Photo: walk fown the steps too get a nice view of this waterfall.
Last year, around this time, the trail was bursting with wildflowers, especially trillum. This year it seems that the wildflower season came earlier and the bulk of it has now passed into history. Some trillum and star flowers can be found here and there, and ladyslippers pop up now and then along with little flurries of violets. But it is nothing compared to last year. Compared to last year the number of blow downs, large and small, is also quite imcomparable. I did not count how many we climbed over and detoured around but it was well into double digits through the entire 9 mile section. Even at popular places like the paved access path that leads to the Logslide a large blowdown that will require a chain saw gang to clear impedes traffic. I don't think these all came down just recently but it is clear the park service must be struggling to get certain tasks done. The blowdowns did slow us down a bit and certainly made the trail much more of a nature trail than it otherwise might be tought of. However, we made reasonable time nonethless.

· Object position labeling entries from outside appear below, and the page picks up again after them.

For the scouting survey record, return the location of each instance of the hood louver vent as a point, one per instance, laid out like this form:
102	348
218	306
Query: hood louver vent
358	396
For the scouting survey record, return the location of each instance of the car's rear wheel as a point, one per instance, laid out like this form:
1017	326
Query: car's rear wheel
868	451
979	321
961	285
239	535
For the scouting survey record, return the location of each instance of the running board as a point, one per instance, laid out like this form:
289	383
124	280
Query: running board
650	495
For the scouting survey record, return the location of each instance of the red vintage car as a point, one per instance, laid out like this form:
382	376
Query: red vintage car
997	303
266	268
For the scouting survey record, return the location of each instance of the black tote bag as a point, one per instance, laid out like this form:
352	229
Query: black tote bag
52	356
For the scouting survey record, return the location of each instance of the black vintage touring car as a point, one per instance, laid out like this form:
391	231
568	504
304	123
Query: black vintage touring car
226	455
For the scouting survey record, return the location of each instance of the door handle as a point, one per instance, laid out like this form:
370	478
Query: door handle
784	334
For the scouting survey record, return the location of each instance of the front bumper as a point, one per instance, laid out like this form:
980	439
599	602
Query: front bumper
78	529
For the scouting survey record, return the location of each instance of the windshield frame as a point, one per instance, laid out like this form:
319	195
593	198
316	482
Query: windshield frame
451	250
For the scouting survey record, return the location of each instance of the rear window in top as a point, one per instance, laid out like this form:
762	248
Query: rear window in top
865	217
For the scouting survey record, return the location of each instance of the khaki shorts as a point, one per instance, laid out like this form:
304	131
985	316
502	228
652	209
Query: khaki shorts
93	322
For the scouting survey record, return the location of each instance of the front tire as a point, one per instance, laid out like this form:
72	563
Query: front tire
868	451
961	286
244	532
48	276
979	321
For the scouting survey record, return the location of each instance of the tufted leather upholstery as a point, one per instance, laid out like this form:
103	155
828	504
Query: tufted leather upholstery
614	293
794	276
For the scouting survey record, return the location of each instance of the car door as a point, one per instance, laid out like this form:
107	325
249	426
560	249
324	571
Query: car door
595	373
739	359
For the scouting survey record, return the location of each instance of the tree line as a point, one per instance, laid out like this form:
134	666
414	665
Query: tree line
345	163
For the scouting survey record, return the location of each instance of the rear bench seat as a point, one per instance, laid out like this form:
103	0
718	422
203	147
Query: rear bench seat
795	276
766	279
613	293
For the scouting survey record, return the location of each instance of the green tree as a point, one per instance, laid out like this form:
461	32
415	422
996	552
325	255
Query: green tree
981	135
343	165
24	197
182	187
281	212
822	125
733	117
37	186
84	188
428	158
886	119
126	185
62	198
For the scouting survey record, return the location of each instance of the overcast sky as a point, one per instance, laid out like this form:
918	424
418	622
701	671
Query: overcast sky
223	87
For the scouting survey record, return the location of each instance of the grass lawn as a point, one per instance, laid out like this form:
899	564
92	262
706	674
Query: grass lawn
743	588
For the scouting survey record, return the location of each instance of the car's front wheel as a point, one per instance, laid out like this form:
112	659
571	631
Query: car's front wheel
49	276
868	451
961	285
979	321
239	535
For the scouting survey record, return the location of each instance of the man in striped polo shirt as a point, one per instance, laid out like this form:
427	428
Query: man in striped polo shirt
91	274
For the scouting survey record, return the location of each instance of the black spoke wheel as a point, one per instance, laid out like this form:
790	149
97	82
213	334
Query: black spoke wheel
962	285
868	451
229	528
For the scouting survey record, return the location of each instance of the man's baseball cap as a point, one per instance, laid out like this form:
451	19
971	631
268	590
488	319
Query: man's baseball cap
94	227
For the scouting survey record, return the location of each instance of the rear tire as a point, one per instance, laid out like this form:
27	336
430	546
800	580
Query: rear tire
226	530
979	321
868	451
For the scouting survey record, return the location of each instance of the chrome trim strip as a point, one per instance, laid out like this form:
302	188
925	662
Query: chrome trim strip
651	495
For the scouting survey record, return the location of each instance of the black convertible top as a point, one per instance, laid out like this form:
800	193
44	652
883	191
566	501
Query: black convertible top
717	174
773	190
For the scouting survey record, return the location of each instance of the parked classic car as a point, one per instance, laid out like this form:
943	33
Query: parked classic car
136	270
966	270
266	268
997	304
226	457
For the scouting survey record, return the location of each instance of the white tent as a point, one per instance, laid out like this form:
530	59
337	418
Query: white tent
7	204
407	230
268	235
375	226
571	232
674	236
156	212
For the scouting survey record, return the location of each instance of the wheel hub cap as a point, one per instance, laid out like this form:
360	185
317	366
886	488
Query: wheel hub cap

Photos: Though you really cannot see it the Au Sable Lighthouse sits on the farther point perhaps 2 trail miles distant. The pink lady slippers were on the path to my camping spot.
We arrived at Au Sable East group site around 18:30 which was pretty much when we expected to arrive. We had taken nice breaks here and there and since sunset wasn't until after 21:00 and darkness probably doesn't really close in until close on 22:00 we were in no hurry to get to the campsite. Once there we got chores done but as soon as most of us could get back down to Lake Superior we did. Our excuse was that we had to collect water for cooking and such. But really given the quality of the Lake wouldn't you rather spend time on a beach chatting with friends instead of sitting on a hard rough log around a fire ring you cannot use due to a fire ban? Most of us would choose the former: and did.

Photos: Julie (top) and Gail (below) on the beach at our campsite at Au Sable East.
I'm going to sign off now and get some well deserved rest. I also hope to find that the rest will do my leg some good. I slammed the crap out of it on a rock on the beach just after sunset and though I don't think I did serious damage it does hurt some now and I hope that will pass by tomorrow morning.